C. "You'll never be able to handle your medication administration at college next year if you're so dependent on her."
D. "I'm surprised your mother allows you to be so irresponsible."

Correct Answer: B

Explanation: The client and mother need to address the issue of responsibility for medication administration and only Option 2 opens that subject to discussion. Option 1 reinforces the mother's over-involvement in medication taking. Options 3 and 4 make negative comments about the client and mother that are unlikely to engage them in problem-solving about the matter. 

Tuesday, 5 March 2019

Q. Which of the following measures should the nurse include in the care plan for a child who is receiving high-dose methotrexate (amethopterin) therapy?

A. Keeping the child in a fasting state.
B. Obtaining a white blood cell (WBC) count.
C. Preparing for radiography of the spinal canal.
D. Collecting a specimen for urinalysis.



Correct Answer: B

Explanation: Methotrexate is not highly toxic in low doses but may cause severe leukopenia at higher doses. It is customary and recommended for blood tests to be done before therapy to provide a baseline from which to study the effects of the drug on WBC count. Maintaining a fasting state, radiography of the spinal canal, and urinalysis are not necessary when this drug is administered.


Monday, 4 March 2019

Question Of The Day, Preschooler
Q. A 4-year-old boy presents to the emergency department. His father tearfully reports that he was in the driveway and had his son on his shoulders when the child began to fall. The father grabbed him by the leg, swinging him toward the grass to avoid landing on the pavement. As the father swung his son, the child hit his head on the driveway and twisted his right leg. After a complete examination, it is determined that the child has a skull fracture and a spiral fracture of the femur. Which of the following actions should the nurse take?

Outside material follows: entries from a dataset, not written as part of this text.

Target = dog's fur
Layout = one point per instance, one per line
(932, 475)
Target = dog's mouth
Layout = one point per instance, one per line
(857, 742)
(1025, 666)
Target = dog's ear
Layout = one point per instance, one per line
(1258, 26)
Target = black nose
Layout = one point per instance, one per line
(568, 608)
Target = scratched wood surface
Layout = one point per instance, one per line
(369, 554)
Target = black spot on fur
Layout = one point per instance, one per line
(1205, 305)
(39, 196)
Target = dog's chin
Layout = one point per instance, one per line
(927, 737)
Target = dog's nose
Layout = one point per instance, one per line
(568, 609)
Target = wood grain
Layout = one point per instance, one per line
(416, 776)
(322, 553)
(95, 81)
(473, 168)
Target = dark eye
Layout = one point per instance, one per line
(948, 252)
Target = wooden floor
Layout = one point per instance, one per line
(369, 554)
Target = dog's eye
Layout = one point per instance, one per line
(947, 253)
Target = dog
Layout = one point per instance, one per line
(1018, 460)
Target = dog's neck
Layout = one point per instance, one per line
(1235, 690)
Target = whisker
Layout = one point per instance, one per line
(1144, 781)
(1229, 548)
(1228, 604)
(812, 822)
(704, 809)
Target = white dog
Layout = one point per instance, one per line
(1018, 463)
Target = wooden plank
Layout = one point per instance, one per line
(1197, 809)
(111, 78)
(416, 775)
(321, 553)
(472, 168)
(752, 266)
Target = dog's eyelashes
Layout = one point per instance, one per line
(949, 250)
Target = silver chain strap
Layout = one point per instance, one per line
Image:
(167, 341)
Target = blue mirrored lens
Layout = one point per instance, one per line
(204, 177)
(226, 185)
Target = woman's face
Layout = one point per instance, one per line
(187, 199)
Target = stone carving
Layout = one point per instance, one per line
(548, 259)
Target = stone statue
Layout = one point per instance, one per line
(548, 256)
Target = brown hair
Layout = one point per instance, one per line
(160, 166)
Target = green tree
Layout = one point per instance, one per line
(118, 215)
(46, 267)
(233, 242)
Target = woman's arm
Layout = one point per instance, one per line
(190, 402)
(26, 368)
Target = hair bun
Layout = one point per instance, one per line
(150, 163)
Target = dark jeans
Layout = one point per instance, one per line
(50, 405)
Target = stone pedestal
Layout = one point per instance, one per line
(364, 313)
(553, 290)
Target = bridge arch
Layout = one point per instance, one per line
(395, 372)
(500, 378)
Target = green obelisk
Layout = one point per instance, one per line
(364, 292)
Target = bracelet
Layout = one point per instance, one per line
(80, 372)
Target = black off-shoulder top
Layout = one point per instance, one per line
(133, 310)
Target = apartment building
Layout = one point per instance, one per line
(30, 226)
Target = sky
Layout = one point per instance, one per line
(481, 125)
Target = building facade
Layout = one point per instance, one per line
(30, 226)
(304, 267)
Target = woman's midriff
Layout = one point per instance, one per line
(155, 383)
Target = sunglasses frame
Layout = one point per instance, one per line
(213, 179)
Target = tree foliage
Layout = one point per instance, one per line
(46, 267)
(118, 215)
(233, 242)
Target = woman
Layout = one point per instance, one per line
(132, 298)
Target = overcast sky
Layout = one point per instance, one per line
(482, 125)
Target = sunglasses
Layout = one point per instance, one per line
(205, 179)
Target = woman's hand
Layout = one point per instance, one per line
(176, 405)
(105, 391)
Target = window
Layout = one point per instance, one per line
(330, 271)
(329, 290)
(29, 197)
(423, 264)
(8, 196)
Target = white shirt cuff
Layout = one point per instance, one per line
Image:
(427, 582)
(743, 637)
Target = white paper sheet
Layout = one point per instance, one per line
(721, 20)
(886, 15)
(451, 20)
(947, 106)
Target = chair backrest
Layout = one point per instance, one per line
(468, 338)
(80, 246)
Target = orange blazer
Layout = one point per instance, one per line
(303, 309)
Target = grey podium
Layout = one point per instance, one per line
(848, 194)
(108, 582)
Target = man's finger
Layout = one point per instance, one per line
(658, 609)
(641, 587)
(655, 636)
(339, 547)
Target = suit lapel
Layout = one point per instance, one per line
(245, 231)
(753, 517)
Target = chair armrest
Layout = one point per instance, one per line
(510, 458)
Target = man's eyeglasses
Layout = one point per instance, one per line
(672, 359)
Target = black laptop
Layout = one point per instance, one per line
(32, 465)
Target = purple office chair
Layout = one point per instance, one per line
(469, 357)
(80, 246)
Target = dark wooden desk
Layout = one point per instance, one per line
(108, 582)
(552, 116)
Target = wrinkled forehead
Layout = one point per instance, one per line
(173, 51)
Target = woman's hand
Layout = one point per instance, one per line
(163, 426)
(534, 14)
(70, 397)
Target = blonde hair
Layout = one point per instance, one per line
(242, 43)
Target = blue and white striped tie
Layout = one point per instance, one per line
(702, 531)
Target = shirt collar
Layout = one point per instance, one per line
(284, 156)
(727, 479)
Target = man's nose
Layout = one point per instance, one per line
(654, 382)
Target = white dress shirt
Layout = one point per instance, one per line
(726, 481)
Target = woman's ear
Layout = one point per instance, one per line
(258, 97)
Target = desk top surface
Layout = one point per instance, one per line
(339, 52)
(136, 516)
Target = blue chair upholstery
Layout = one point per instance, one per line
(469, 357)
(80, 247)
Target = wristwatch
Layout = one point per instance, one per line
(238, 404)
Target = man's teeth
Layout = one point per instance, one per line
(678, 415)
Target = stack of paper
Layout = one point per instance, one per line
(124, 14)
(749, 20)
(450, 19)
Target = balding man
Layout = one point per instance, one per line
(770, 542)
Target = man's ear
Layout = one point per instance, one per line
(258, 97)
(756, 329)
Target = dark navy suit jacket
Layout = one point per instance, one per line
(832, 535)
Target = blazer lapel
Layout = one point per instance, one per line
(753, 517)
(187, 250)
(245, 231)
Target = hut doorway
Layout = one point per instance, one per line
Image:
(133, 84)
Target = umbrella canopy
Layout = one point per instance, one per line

A. Restrict the father's visitation.
B. Notify the police immediately.
C. Refer the father for parenting classes.
D. Record the father's story in the chart.

Correct Answer: D

Explanation: The father's story is consistent with the injuries incurred by the child; therefore, the nurse should document the cause of injury. There is no need to restrict the father's visitation, because the injuries sustained by the child are consistent with the explanation given. The police need to be notified only if there is suspicion of child abuse. The injuries incurred by this child appear accidental. There is no need to refer the father for parenting classes. The father seems upset about the accident and will not likely repeat such reckless behavior. The nurse should educate the father, however, regarding child safety.

Friday, 1 March 2019

Q. An 18-year-old high school senior wishes to obtain birth control through her parents' insurance but does not want the information disclosed. The nurse tells the client that under the Health Information Portability and Accountability Act (HIPAA) parents:

A. Have the right to review a minor's medical records until high school graduation.
B. Have the right to review a minor's medical record if they are responsible for the payment.
C. May not view the medical record, but may learn of the visit through the insurance bill.
D. May not view the minor's medical record or the insurance bill.

Correct Answer: C

Explanation: Under HIPAA, 18-year-olds have the right to medical privacy and their medical records may not be disclosed to their parents without their permission. However, the adolescent must be made aware of the fact that information is sent to third party payers for the purpose of reimbursement. Those payers send the primary insurer, in this case the parent, a statement of benefits. HIPAA protects the right to medical privacy of all 18-year-olds regardless of their educational status. Even if parents are responsible for payment, they may not view the patient's chart without the consent of the adolescent.